NIO Buffer Pointer Semantics & Performance

uran · November 3, 2005, 6:11am

First I’d like to say that overall JSR-231 looks good.

After spending about an hour+ converting nicely sized project, I must add that generally speaking I see no big issues with it, infact quite the opposite, some longstanding problems have been addressed and its certainly nice to see the API making its way into the core.

However, on the other side of this coin I’ve began to wonder (backed by some preliminary testing) whether or not the new NIO buffer semantics would adversely affect performance for bandwith intensive (particularly dynamic textures) applications. Fact of the matter is, with advent of “pointer significance” when passing NIO buffers to OpenGL, extra JNI overhead is inevitable. Easing VBO usage (which is stated as one of the goals of this change) is certainly welcome, however I wonder if in the process of making VBO usage less verbose one would introduce more overhead in general through all the newly-required flips/rewinds, per frame, which in a tight loop may indeed be quite noticeable.

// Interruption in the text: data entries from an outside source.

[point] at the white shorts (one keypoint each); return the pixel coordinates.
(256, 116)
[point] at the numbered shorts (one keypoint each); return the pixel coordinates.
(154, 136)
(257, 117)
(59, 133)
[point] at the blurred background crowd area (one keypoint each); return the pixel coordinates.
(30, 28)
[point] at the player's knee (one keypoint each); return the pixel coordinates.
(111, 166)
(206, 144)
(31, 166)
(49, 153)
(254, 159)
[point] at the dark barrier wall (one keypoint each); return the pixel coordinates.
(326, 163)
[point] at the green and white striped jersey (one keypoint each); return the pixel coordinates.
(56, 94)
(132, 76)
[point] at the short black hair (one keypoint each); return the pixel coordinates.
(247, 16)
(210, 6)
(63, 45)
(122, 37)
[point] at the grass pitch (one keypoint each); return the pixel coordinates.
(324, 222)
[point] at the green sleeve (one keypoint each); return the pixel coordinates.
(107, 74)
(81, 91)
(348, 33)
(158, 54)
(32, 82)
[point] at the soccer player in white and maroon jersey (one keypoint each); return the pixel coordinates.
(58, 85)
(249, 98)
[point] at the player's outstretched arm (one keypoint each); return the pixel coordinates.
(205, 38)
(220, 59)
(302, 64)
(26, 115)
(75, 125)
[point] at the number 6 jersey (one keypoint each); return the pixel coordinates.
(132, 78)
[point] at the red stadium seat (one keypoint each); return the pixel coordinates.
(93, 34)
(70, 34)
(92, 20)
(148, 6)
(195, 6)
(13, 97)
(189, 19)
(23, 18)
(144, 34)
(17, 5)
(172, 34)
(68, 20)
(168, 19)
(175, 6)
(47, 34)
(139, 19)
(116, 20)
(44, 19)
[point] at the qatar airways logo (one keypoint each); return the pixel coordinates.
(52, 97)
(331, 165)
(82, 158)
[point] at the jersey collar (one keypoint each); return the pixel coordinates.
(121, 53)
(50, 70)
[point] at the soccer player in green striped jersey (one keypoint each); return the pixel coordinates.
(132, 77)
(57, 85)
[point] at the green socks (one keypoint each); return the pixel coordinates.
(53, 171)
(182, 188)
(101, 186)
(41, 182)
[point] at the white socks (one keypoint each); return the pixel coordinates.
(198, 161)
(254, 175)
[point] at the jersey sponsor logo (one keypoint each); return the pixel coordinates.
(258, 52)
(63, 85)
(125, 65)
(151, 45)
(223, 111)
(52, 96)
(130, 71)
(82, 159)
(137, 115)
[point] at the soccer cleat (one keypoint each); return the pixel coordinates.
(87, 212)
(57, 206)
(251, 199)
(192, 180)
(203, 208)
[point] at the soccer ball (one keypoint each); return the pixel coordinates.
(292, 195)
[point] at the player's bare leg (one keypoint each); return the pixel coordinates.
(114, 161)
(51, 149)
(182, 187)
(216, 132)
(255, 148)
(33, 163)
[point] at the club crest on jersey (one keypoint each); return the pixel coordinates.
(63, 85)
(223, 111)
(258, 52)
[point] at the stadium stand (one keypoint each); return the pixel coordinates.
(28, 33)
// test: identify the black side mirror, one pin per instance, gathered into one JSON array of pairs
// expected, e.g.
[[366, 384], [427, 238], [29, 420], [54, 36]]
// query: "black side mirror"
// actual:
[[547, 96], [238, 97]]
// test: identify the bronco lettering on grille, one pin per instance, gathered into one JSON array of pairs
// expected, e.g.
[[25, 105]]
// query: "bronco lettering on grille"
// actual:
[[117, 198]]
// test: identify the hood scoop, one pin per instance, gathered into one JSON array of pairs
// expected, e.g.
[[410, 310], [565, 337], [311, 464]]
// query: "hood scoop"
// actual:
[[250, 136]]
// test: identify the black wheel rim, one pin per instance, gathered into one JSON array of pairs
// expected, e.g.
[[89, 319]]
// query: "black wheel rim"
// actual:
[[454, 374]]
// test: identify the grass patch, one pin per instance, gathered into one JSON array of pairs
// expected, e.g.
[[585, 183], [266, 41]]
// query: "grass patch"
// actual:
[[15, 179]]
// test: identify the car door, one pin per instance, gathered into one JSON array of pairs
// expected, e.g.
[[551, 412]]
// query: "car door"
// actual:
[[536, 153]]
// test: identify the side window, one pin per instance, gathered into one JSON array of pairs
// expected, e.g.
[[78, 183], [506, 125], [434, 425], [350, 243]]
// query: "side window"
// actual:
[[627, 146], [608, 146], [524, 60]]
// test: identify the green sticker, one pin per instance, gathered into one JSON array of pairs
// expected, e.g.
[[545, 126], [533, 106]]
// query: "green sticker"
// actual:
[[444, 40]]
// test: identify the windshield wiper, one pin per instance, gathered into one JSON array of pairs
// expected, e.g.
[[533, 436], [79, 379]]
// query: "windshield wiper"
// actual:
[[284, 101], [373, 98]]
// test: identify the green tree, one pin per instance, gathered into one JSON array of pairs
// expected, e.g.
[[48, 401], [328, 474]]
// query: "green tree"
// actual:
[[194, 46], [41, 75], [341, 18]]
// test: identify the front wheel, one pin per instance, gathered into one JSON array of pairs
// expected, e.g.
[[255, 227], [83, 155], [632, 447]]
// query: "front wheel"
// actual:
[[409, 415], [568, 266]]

I can’t speak for everyone, and ofcourse I’m not privy to all the rationale for instituting this new policy, and whether or not improvements in security model have played a role in this decision, but it would be nice to hear from the rest of you what kind of performance improvement/degradation occured as a result of this change. Albeit its quite early to speak of performance per-se, IMO its healthy to get a bearing since it is after all in review.

I understand that LWJGL uses this method, and aparently most people who use it are happy with it. Please let me know your thoughts on this matter and … clearly I must be missing some advantages besides easing VBO semantics (among other related methods) whereby slicing is perceived to be an issue.

Thanks for all the hard work, and thank to all who contribute.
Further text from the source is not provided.